Le programme triennal de promotion d’IG Cognac sur le marché russe est financé par l’Union Européenne et l’Etat français. Les Français parleront aux Russes du cognac et de ses qualités uniques ainsi que de son histoire. Les acteurs professionnels, ceux du marché de l’alcool et des écoles de sommeliers profiteront de tout un ensemble de programmes : séminaires de formation, dégustations professionnelles et autres ateliers pratiques.

A la veille de cette importante action, le Directeur du marketing et de la communication du Bureau National Interprofessionnel du Cognac (BNIC), Jérôme Durand a visité Moscou en octobre dernier. Il a fait connaître aux journalistes et aux professionnels du marché de l’alcool la notion de " l’Indication géographique (IG) Cognac ". Monsieur Durand intervenait au nom de cinq mille vinificateurs produisant du cognac, et de 276 sociétés de négoce qui vendent ce produit.

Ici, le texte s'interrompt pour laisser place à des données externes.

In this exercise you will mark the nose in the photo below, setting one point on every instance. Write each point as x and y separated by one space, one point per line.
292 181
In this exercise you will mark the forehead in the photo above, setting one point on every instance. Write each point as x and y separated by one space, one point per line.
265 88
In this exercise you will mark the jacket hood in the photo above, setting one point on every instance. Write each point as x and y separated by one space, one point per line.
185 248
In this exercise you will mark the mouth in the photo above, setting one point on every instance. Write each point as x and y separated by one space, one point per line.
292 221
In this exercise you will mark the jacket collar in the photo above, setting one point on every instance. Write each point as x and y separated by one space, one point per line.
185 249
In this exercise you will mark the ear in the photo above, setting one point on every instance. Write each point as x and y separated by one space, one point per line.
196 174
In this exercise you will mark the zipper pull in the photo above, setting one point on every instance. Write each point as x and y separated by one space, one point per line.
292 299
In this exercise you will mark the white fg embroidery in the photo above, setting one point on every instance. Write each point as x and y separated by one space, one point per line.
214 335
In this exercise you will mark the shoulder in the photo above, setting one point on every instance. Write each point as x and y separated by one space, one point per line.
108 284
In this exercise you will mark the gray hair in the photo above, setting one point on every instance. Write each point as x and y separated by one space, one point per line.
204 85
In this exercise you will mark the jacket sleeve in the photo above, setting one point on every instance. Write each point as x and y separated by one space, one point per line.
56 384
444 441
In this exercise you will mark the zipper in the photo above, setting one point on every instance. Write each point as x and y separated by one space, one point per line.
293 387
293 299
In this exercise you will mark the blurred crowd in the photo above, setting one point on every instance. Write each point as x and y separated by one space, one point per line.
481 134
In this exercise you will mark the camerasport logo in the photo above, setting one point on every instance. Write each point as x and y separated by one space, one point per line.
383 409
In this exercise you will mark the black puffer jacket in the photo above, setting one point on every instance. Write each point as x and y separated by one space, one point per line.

Les Français sont très jaloux de leur cognac et insistent notamment pour que les représentants d’autres peuples, les Russes y compris, écrivent le mot " cognac " exclusivement en français. Pour la même raison, un accent tout particulier a été mis au cours des conférences de presse sur la différence entre le produit et la dénomination du Cognac d’une part et des brandys et autres alcools russes d’autre part.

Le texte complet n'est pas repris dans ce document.